10 Şubat 2011 Perşembe

oysa belleğimde, gökyüzü yerinde duruyor mu diye pencereyi açıp kendi içini yoklayan bir insan görüntüsü vardı


şişhanenin taksim merdivenleri tırmanırken duydum müziği ( paul chambers - yesterdays), gülümsedim. kulağımdaki müziği kapatıp, ayaklarımın götürdüğü müziğe sürüklendim. kahve kokusu beraberinde geldi, fındık, tarçın... insan kendini bir büyüye kaptırmış giderken hayal ediyor. hava kararmak üzere, rüzgar uçururken atkıları, telaşlı bir kalabalık yürüyor tünelden istiklale, üşümüş. tramvay sislerin arasında bir geçmiş, şemsiyeleriyle madamlar inecek sanıyorsunuz.
sevdiğim şeylerin bir kısmı şu küçücük meydanda toplanıyor. hayatı ta içimizde duyumsadığımız yerler var, kokular var tanıdığımız, inceliğin ruhumuzu bir kelebek gibi tuttuğu. lale plağa sürükleniyor ayaklarım. işte buranın bir kokusu var ki, kendinizi evinizde hissettiren, kapıda sarman dolanırken ayaklarıma gülümsüyorum.keyifle dahası güvenle okşatıyor başını.bir adım sonra başka bir parça (you'd be so nice to come home ) geliyor, hah şimdi tam oldu, yatıya kalırız ısrar olursa diyorum, kahkahalar atıyor önümdeki grup. mutlu yüzler dükkanı burası, insanın kendine hep katarak ayrıldığı, ruhunu müzikle doyurduğu, bir an dünyanın tamamını böyle sandığı bir yer. oysa belleğimde, gökyüzü yerinde duruyor mu diye pencereyi açıp kendi içini yoklayan bir insan görüntüsü vardı, az önce tam da bu vardı, şimdiyse bütün dünya gülümsüyor içime.


incelikler yüzünden diyorum, unutulmuş incelikler yüzünden, lale kokuları doluyor burnuma, alabildiğine kırmızı.

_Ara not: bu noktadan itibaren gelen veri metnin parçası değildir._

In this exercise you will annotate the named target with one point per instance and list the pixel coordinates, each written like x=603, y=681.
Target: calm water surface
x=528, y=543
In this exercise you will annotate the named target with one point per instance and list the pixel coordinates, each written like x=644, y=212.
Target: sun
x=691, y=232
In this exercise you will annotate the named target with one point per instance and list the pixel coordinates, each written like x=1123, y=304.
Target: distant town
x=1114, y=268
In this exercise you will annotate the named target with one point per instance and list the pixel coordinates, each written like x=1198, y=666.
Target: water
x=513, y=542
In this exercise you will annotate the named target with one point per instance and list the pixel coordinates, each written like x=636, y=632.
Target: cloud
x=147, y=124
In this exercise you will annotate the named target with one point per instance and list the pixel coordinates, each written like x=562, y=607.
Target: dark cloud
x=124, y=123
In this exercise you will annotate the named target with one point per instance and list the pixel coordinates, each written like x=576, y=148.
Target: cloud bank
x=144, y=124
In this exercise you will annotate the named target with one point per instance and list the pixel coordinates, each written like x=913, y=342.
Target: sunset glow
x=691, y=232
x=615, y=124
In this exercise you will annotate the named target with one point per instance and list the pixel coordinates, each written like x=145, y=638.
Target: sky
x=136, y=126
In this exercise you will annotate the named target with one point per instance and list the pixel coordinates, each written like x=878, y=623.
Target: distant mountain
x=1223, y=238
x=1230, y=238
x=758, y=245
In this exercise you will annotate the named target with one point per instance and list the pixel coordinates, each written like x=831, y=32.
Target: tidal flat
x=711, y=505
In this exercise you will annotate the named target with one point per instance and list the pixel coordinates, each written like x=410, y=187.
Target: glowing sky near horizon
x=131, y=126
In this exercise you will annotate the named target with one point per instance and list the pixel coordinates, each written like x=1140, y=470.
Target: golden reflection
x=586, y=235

p.s; parça adlarının üstüne tıklarsanız, siz de müziği duyarsınız.
sıcağı sıcağına kafelerde post yazan y.

6 yorum:

mesed hanım. dedi ki...

nefis bu cümleler y...
bana da akan bir nehir var sanki şehrin ucunda.

yüreğine sağlık,

Nehire dedi ki...

Yüreğine gülümseye bilmek ne güzel şey, değil mi?...

ikiekmekbirmaltepe dedi ki...

O kahve, tarçın kokusu yok mu ne kadar hoş onlar. Ne kadar cezbediyor insanı, sürekli beni benden alıp uzaklara götürüyor.

beenmaya dedi ki...

daha sık yazmalısın sen sevgili y. daha sık dokunmalısın yüreklere, yüreğime. eksik etmemelisin yürek zi taşıyan cümlelerinden bizi/beni!

nil dedi ki...

fotoğraflar bir de ortamdaki müzikler... başbaşa sohbetteyim sanki seninle.ve senin dilinden dökülenler... hayranım tek kelimeyle.

y. dedi ki...

.sevgili lunam, gel beraber gezelim diyeceğim ama hangi şehirde olduğunu bilmiyorum, içimizde durmadan akan nehirlere olsun o zaman, senin dediğin gibi, kymetle.

.nehire, en güzeli o belki, cünkü kendine gülümseyince bir yürek, dünyaya gülümsüyor ağız dolusu, sevgiyle.

.ikiekmekbirmaltepe, ah o tarçn kokusu ne seyahatler yaptırıyor insana, insan binip gidiyor tarçının toz tanelerine.sevgiyle kalın.

.canım mayam, dokunuyorsam yüreğine, ne mutlu bana, senin ki gibi koskocaman bir yüreğe dokunabiliyorsam, çok mutlu olurum. öperim seni.

.ah nil, neler anlattm biliyorsun o zaman, kahve duman karışırken havaya, öyle çok döktüm yüreğimi, bir gün sahicisi de olsun.kucaklarım.